Early the next morning, Sunday 21 April, the
Mackay-Bennett
, having covered 669 miles since leaving Halifax, came upon an expanse of wreckage including an overturned lifeboat and dead bodies. Larnder cut all engines and ordered a cutter to be lowered. His log records the event without emotion and with few facts: ‘Drifting. Wind WSW, force 4. Lat 41.59N, 49.25W. Picking up bodies. Logging icebergs, Considerable swell.’ Later he described the scene as ‘like nothing so much as a flock of sea gulls resting upon the water . . . all we could see at first would be the top of the life preservers. They were all floating face upwards, apparently standing in the water.’
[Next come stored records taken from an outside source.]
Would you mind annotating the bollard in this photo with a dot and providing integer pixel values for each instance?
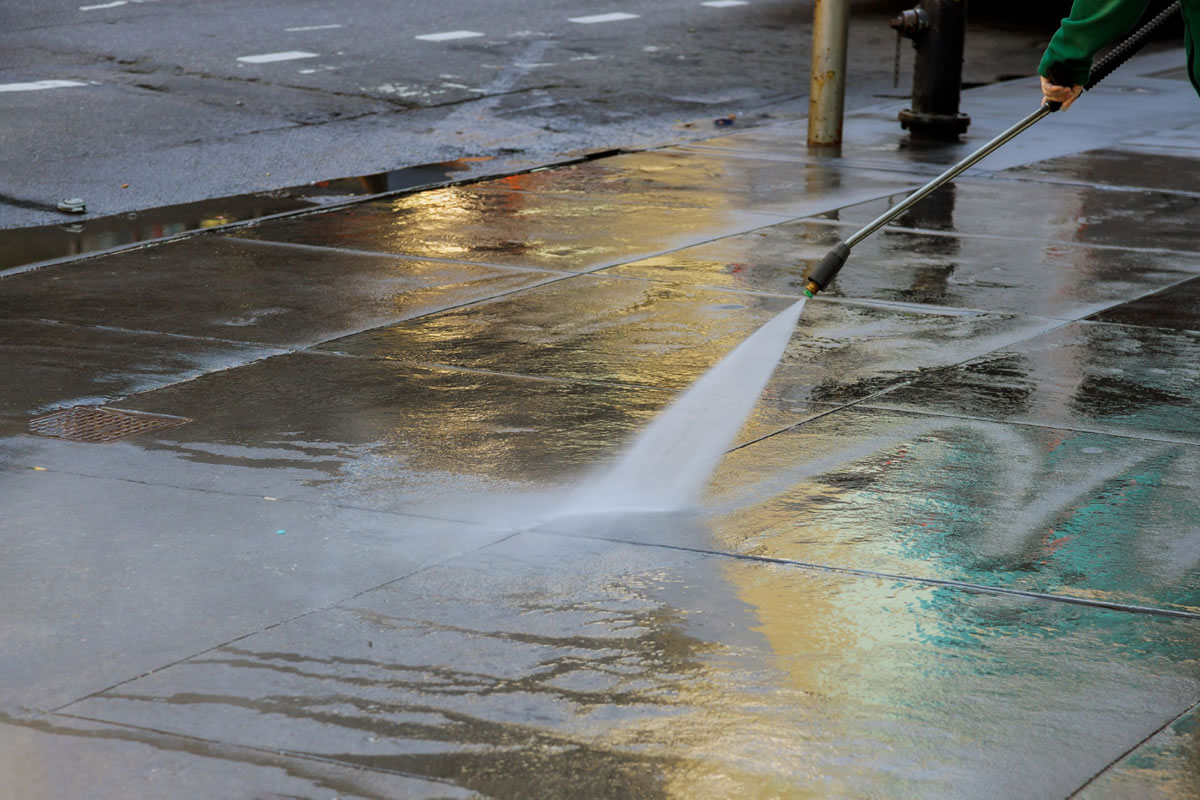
(937, 29)
(827, 88)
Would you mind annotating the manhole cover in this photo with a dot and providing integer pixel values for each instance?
(100, 425)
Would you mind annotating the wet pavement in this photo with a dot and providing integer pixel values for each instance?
(954, 553)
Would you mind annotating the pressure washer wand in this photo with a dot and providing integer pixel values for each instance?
(835, 259)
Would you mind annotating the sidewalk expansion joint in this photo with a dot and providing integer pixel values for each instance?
(1116, 761)
(1141, 435)
(271, 753)
(964, 585)
(964, 234)
(403, 257)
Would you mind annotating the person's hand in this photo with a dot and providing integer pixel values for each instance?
(1065, 95)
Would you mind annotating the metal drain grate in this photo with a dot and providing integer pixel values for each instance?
(100, 425)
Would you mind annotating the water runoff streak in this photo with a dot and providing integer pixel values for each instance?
(669, 464)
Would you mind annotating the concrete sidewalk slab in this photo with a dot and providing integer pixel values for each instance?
(693, 674)
(48, 366)
(917, 263)
(413, 389)
(111, 578)
(1037, 509)
(1120, 379)
(228, 289)
(489, 226)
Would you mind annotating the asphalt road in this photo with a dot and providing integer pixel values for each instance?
(157, 102)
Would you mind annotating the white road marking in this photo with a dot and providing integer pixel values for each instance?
(39, 84)
(449, 35)
(267, 58)
(603, 18)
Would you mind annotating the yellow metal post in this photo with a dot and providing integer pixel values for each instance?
(827, 92)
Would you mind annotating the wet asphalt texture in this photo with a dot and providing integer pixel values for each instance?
(172, 102)
(957, 552)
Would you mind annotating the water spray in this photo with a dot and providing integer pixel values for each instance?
(835, 259)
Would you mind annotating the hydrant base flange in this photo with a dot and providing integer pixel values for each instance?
(935, 126)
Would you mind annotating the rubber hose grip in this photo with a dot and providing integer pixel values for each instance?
(829, 265)
(1125, 50)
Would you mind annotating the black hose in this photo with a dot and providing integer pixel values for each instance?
(1122, 52)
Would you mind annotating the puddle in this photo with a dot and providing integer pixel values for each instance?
(75, 236)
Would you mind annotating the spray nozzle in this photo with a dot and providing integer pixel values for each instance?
(827, 269)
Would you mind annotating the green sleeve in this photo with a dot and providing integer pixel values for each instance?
(1091, 25)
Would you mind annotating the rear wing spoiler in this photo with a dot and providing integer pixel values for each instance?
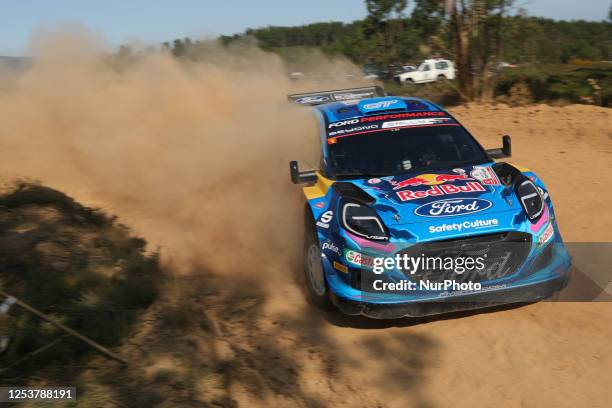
(318, 98)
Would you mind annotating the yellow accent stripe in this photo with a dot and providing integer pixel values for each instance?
(319, 189)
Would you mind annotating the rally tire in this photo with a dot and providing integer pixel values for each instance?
(314, 274)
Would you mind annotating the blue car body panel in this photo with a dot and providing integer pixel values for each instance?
(423, 208)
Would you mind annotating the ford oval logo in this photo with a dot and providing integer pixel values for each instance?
(452, 207)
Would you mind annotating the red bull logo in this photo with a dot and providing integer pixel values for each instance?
(430, 180)
(445, 189)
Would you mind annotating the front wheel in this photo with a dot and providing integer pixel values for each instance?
(316, 284)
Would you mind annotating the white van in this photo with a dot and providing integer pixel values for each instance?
(429, 71)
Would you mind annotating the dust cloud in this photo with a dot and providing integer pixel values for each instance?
(192, 155)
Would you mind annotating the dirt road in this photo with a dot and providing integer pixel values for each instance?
(184, 156)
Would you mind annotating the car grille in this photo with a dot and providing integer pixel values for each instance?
(502, 255)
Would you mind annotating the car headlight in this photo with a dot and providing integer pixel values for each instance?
(363, 221)
(530, 199)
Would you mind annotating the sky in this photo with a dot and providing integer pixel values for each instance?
(155, 21)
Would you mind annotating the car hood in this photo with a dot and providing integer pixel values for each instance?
(439, 195)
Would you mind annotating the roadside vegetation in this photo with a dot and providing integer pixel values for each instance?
(75, 264)
(499, 51)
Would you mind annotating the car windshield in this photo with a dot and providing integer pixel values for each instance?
(402, 150)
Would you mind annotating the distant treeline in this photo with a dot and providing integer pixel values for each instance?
(526, 40)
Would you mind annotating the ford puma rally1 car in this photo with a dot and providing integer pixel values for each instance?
(408, 215)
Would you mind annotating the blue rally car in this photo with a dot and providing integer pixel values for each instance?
(408, 215)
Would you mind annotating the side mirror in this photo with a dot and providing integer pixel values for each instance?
(301, 177)
(505, 151)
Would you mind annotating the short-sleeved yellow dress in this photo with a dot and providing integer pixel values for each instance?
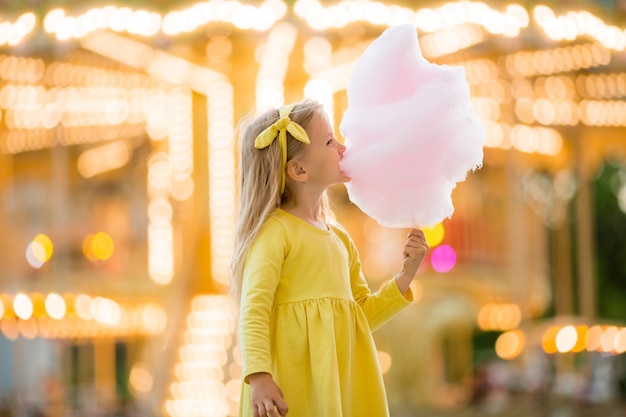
(307, 317)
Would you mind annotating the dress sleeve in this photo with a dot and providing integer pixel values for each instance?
(382, 305)
(261, 275)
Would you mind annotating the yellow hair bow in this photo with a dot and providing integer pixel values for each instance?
(280, 128)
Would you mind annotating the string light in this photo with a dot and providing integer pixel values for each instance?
(572, 25)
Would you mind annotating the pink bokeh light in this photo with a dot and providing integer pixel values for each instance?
(443, 258)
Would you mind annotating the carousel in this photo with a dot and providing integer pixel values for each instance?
(117, 177)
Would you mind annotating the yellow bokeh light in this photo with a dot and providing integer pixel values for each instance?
(98, 247)
(607, 341)
(566, 339)
(7, 302)
(435, 234)
(620, 341)
(46, 244)
(548, 339)
(82, 306)
(38, 300)
(23, 306)
(581, 339)
(9, 328)
(509, 345)
(102, 246)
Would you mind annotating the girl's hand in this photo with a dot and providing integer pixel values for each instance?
(266, 396)
(413, 254)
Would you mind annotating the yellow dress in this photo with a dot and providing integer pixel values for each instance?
(306, 318)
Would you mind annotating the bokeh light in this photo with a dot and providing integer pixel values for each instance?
(510, 345)
(443, 258)
(566, 339)
(98, 247)
(39, 251)
(23, 306)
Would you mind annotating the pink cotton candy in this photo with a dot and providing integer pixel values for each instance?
(411, 133)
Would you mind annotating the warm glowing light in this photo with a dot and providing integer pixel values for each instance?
(548, 339)
(103, 158)
(566, 339)
(39, 251)
(434, 235)
(106, 311)
(607, 341)
(509, 345)
(39, 308)
(620, 341)
(576, 24)
(493, 316)
(23, 306)
(98, 247)
(443, 258)
(221, 175)
(199, 374)
(580, 339)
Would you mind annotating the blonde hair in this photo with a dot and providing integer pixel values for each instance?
(259, 177)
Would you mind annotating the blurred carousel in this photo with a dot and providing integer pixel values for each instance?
(117, 177)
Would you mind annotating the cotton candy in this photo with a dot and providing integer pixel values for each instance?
(411, 133)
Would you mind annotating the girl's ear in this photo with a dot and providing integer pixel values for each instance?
(296, 171)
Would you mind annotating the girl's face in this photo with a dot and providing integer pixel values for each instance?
(321, 158)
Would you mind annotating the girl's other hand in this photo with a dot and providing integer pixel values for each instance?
(266, 396)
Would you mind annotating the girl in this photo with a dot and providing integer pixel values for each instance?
(306, 312)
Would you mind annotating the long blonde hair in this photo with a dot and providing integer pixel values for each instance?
(259, 176)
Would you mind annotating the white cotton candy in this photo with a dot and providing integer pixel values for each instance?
(411, 133)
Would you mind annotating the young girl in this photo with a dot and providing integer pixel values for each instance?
(306, 312)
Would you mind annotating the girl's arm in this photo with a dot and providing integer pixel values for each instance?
(413, 254)
(261, 277)
(394, 296)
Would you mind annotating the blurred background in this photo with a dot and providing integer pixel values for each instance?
(117, 202)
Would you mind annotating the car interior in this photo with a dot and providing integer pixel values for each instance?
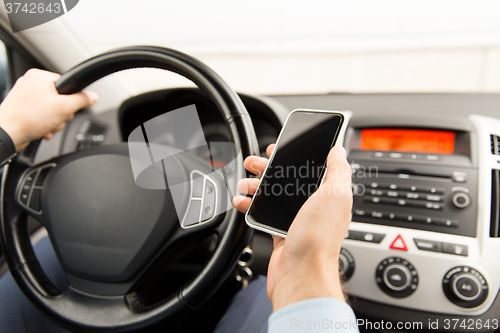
(425, 227)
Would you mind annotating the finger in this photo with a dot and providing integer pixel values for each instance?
(248, 185)
(58, 128)
(337, 167)
(338, 174)
(49, 136)
(241, 203)
(277, 240)
(81, 100)
(256, 164)
(269, 149)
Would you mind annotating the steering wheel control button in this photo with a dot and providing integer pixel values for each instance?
(465, 287)
(193, 213)
(346, 263)
(398, 244)
(41, 176)
(203, 201)
(426, 245)
(197, 185)
(35, 202)
(30, 191)
(459, 250)
(460, 200)
(397, 277)
(208, 202)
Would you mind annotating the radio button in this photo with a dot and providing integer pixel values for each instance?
(377, 192)
(360, 212)
(409, 188)
(433, 197)
(378, 215)
(412, 195)
(459, 250)
(445, 222)
(431, 205)
(393, 194)
(426, 245)
(459, 176)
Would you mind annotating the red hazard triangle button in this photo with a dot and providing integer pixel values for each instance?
(399, 244)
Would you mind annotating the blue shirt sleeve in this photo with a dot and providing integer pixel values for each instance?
(314, 315)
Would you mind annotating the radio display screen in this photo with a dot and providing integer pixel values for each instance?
(408, 140)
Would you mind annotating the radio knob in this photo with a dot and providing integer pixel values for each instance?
(465, 287)
(460, 200)
(396, 277)
(346, 263)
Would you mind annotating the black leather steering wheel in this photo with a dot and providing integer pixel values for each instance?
(107, 238)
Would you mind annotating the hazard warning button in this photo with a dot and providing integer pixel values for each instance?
(399, 244)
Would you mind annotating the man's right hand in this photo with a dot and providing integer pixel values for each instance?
(34, 109)
(305, 264)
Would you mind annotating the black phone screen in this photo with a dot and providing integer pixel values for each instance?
(295, 171)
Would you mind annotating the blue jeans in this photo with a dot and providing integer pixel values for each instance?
(248, 312)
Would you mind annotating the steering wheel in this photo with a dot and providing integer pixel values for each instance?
(107, 231)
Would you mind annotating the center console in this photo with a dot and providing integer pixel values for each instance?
(421, 236)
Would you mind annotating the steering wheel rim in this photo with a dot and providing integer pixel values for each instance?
(115, 314)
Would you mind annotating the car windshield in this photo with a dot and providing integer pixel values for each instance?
(297, 47)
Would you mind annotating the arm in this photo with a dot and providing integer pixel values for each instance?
(34, 109)
(303, 271)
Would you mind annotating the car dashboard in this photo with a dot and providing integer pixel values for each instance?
(425, 231)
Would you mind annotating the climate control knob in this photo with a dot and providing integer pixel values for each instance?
(397, 277)
(346, 263)
(465, 287)
(460, 200)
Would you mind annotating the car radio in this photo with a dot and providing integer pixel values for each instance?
(414, 178)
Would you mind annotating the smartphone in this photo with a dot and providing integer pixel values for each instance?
(295, 169)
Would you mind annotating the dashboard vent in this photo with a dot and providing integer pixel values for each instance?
(495, 204)
(495, 144)
(92, 134)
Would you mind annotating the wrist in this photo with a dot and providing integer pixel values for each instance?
(308, 281)
(15, 132)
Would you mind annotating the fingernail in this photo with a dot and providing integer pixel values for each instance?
(93, 97)
(238, 199)
(341, 150)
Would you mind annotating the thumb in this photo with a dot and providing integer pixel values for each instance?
(338, 169)
(82, 100)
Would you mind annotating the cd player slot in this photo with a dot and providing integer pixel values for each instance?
(407, 174)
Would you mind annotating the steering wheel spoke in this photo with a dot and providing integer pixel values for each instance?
(30, 188)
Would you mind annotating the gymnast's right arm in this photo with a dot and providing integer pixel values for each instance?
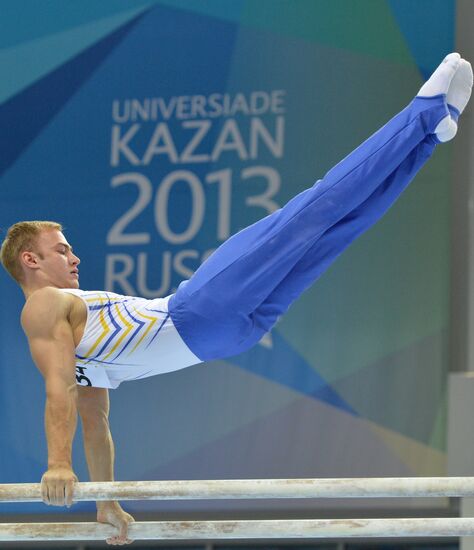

Hamilton’s diary entry that day provides an equally dramatic picture:

 

April 21st: Two icebergs now clearly in sight, the nearest is over a hundred feet high at the tallest peak, and an impressive sight, a solid mass of ice, against which the sea dashes furiously, throwing up geyser like columns of foam, high over the topmost summit, smothering the great mass at times completely in a cascade of spume as it pours over the snow and breaks into feathery crests on the polished surface of the berg, causing the whole ice mountain, which glints like a fairy building, to oscillate twenty to thirty feet from the vertical. The ocean is strewn with a litter of woodwork, chairs, and bodies, and there are several growlers about, all more or less dangerous, as they are often hidden in the swell. The cutter lowered, and work commenced and kept up continuously all day, picking up bodies. Hauling the soaked remains in saturated clothing over the side of the cutter is no light task. Fifty-one we have taken on board today, two children, three women, and forty-six men, and still the sea seems strewn. With the exception of ourselves, the bosun bird (a pelican-like seabird also known as the Tropicbird) is the only living creature here.